C’est dire si l’effondrement de Jad dans la folie à Cuba est un véritable cataclysme pour l’homme qui raconte, mais un cataclysme vite mis à distance. Trouver dans chaque île ou ville une femme, enchantement ou consolation, île matricielle, c’est quand même une sorte de remède à la solitude, ou mieux, c’est ce qui permet à cet homme de l’éterniser dans la métaphore foetale. Mieux, la solitude permet de profiter de ces séjours dans un ailleurs où il y a toujours un accueil. Alors, Jad si dynamique et farouchement indépendante à Hong-Kong, qui s’effondre à Cuba, cela introduit une très inquiétante faille dans la certitude de cet homme de toujours trouver ici ou ailleurs une femme. Mais très vite, il y a une sorte d’indifférence, et la vie continue, inchangée.

Philippe Lançon l’écrit d’emblée : « Ce livre est un devoir de vacances. Les vacances ont été longues, plutôt ennuyeuses… Tout ce que je suis me fatigue. » C’est dire si l’implosion de Jad à Cuba, île accueillante si on évite les quartiers remplis de fripouilles, est vite refoulée. Ensuite, lorsqu’elle est rapatriée à Hong-Kong, et que lentement elle-même redevient comme avant, il ne reste plus qu’à raconter, tandis que l’affect, l’inquiétude extrême, ont été refoulés totalement. Reste Marilyn. « Marilyn a fini par m’écrire : ‘C’est une histoire que tu devrais raconter. Un devoir de vacances ? »
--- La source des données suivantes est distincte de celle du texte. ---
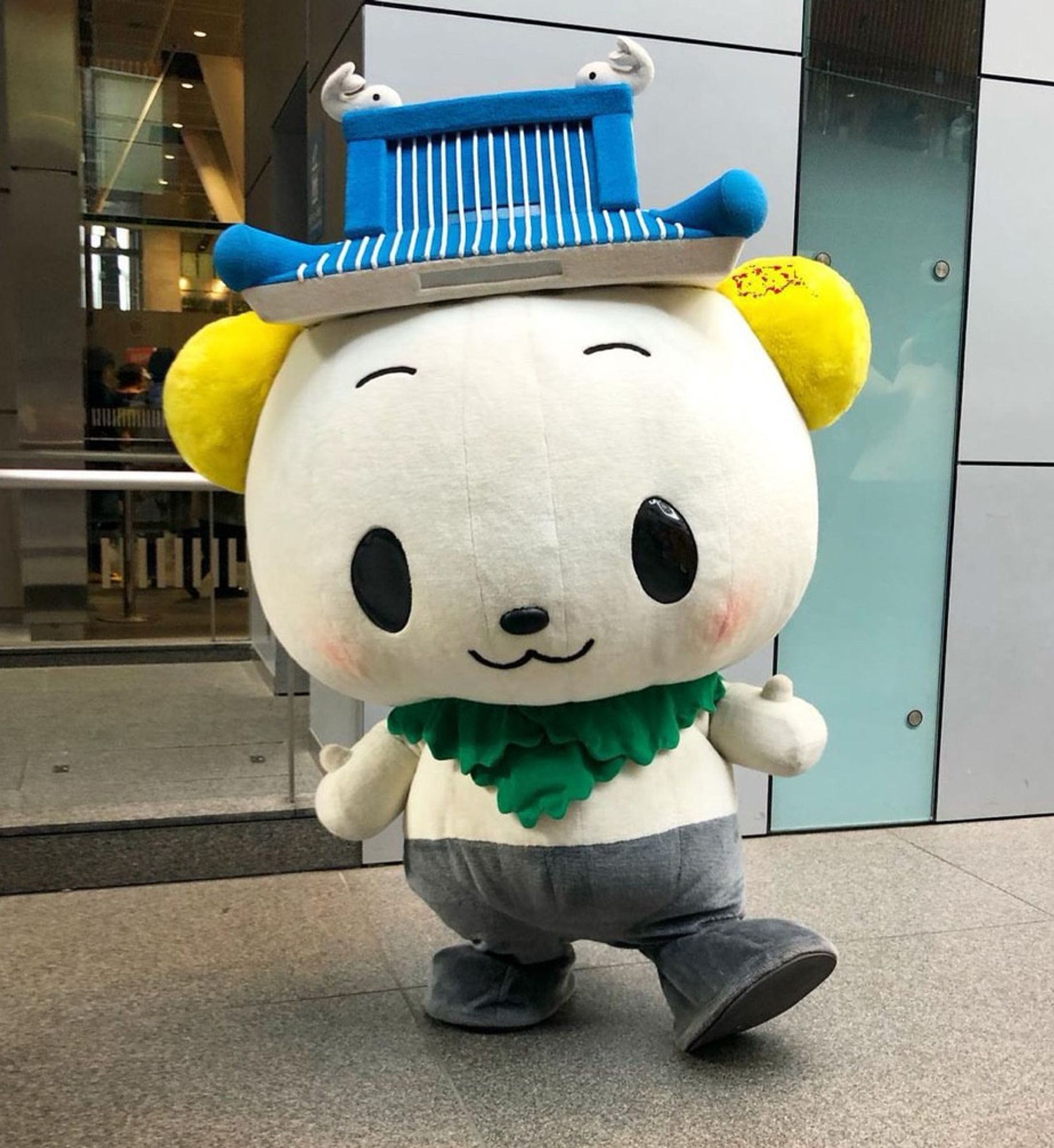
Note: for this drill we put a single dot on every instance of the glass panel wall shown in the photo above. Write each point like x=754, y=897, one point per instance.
x=886, y=156
x=130, y=691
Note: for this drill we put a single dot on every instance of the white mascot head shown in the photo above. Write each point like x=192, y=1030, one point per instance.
x=525, y=499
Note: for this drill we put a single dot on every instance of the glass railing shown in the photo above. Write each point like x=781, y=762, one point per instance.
x=164, y=711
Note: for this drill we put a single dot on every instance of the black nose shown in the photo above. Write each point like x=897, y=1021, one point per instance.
x=525, y=620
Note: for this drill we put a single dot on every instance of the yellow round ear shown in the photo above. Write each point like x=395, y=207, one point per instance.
x=216, y=389
x=813, y=327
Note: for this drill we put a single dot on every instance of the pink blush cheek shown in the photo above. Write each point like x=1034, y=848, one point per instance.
x=343, y=657
x=724, y=626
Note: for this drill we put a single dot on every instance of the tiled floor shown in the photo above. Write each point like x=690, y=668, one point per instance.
x=103, y=744
x=286, y=1012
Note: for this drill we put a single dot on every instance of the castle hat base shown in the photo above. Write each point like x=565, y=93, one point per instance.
x=687, y=262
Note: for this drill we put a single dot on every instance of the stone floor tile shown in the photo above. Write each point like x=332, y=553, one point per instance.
x=1015, y=856
x=252, y=940
x=868, y=885
x=344, y=1073
x=929, y=1042
x=411, y=933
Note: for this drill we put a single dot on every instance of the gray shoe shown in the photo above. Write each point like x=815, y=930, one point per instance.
x=734, y=975
x=476, y=989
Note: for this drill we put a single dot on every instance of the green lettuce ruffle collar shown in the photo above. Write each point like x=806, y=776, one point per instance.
x=542, y=758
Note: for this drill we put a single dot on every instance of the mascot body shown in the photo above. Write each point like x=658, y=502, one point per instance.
x=540, y=525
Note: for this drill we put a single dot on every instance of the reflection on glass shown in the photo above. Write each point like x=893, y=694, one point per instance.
x=886, y=154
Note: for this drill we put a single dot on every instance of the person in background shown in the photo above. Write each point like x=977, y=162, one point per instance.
x=158, y=369
x=100, y=395
x=130, y=399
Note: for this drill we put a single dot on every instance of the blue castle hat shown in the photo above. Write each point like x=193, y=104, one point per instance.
x=492, y=195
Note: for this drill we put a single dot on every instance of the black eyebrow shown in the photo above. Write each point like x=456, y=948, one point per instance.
x=617, y=347
x=385, y=370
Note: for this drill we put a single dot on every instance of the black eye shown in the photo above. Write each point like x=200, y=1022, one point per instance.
x=664, y=552
x=380, y=579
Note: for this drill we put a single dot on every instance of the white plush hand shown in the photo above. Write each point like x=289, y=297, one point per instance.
x=768, y=730
x=365, y=788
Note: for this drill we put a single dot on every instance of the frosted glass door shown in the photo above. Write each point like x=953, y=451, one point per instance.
x=888, y=145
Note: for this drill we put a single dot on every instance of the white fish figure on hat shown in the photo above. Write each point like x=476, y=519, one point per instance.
x=629, y=64
x=347, y=91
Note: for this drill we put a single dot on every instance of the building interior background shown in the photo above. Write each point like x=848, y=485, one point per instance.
x=142, y=687
x=186, y=957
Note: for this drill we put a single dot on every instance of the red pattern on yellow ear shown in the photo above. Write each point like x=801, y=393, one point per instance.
x=813, y=327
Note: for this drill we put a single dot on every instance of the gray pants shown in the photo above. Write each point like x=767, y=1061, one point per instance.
x=676, y=897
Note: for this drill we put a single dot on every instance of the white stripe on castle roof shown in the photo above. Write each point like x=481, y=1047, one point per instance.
x=526, y=191
x=476, y=182
x=556, y=189
x=511, y=243
x=340, y=259
x=461, y=195
x=538, y=148
x=587, y=181
x=493, y=195
x=431, y=189
x=444, y=198
x=574, y=211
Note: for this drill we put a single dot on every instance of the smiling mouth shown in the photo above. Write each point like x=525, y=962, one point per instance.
x=532, y=656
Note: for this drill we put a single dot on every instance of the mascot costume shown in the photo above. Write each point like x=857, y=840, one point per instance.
x=531, y=464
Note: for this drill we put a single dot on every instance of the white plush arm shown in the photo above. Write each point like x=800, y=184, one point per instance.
x=768, y=730
x=368, y=786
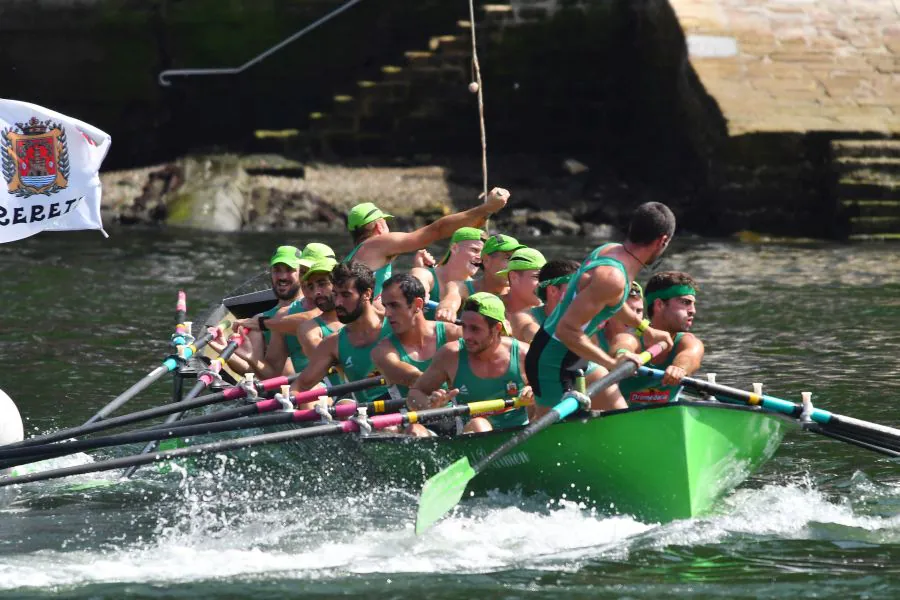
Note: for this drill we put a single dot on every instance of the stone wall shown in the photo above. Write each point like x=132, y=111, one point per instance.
x=798, y=65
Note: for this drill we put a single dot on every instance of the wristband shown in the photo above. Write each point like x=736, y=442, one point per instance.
x=645, y=324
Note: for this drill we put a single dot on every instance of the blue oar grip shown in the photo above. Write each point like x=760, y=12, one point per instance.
x=769, y=402
x=567, y=406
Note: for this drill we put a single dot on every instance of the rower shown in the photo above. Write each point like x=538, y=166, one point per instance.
x=598, y=290
x=553, y=278
x=495, y=255
x=484, y=365
x=671, y=306
x=523, y=271
x=351, y=348
x=460, y=263
x=407, y=352
x=262, y=352
x=311, y=333
x=376, y=245
x=617, y=324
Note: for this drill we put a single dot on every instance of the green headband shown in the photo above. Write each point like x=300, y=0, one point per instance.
x=673, y=291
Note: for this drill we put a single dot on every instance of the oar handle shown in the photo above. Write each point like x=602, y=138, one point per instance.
x=569, y=404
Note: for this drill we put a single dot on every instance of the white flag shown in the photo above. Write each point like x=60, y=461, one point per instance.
x=49, y=165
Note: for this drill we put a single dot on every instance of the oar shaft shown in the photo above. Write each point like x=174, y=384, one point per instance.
x=145, y=459
x=262, y=387
x=130, y=393
x=567, y=406
x=348, y=426
x=170, y=364
x=823, y=417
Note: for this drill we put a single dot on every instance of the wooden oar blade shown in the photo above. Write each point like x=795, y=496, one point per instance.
x=442, y=492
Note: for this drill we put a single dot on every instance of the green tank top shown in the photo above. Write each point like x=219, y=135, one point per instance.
x=267, y=335
x=595, y=259
x=440, y=340
x=537, y=312
x=473, y=388
x=356, y=362
x=649, y=390
x=334, y=377
x=295, y=351
x=434, y=295
x=381, y=275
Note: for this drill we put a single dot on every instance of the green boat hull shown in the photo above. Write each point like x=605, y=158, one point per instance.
x=658, y=463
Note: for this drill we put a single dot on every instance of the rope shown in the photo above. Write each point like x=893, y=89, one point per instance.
x=479, y=88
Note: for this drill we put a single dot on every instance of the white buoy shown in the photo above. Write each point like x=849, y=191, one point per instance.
x=11, y=429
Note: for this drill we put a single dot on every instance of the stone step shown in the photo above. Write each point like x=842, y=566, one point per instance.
x=869, y=168
x=866, y=148
x=879, y=237
x=871, y=208
x=874, y=225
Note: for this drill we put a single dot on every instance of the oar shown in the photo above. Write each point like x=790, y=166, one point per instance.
x=443, y=491
x=348, y=426
x=340, y=411
x=204, y=380
x=870, y=435
x=264, y=406
x=179, y=338
x=169, y=365
x=234, y=393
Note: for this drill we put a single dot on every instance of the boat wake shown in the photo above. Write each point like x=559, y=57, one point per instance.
x=213, y=529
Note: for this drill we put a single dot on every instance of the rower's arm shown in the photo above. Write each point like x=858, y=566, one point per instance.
x=387, y=359
x=396, y=242
x=287, y=324
x=687, y=360
x=319, y=363
x=276, y=357
x=524, y=326
x=454, y=296
x=604, y=288
x=432, y=379
x=425, y=276
x=249, y=355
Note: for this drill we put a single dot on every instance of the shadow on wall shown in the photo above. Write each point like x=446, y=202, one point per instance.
x=611, y=87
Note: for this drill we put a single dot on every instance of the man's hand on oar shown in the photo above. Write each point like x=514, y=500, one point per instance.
x=353, y=424
x=443, y=491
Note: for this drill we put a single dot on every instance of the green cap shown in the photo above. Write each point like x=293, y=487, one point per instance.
x=524, y=259
x=464, y=234
x=325, y=265
x=636, y=290
x=489, y=306
x=363, y=214
x=501, y=243
x=289, y=255
x=315, y=252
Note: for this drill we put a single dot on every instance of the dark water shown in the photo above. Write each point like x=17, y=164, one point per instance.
x=82, y=318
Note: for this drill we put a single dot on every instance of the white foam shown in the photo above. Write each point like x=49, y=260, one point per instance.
x=235, y=534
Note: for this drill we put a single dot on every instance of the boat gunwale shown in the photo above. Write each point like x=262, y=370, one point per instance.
x=594, y=414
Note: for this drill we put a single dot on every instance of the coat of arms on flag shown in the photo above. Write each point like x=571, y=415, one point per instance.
x=35, y=158
x=50, y=166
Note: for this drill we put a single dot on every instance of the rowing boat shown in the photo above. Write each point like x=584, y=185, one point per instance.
x=657, y=462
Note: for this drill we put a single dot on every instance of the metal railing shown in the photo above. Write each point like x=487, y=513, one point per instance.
x=163, y=77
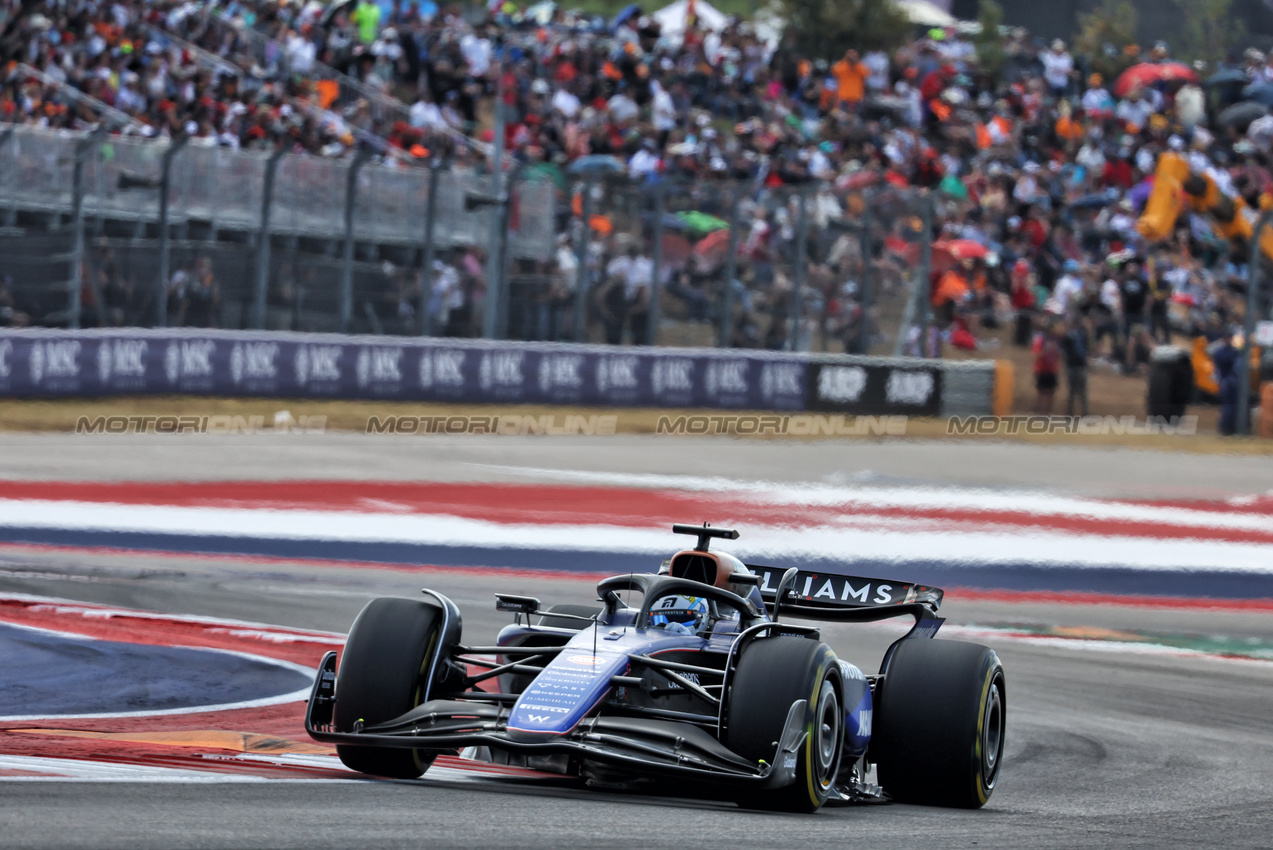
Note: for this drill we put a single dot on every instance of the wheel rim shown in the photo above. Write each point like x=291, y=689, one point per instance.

L’auteur annonce d’emblée le refoulement de la fragilité qui peut atteindre l’autre et, donc, menace de le confronter à sa propre vulnérabilité. Il est très froid par la distance qu’il instaure, et on imagine que la vie peut l’ennuyer. « La folie ne m’intéresse pas et ne me fascine pas. Je n’ai ni assez de talent ni assez de liberté pour elle. La solitude et les souffrances qu’elle engendre, quelles que soient les formes prises, me paraissent dépourvues de charme, de romantisme, de leçons, et même de mystère… C’est une affaire misérable et sérieuse. Mieux vaut la laisser à des professionnels, qui ne guérissent de rien… Les autres, qu’ils profitent du château, et qu’ils la ferment. »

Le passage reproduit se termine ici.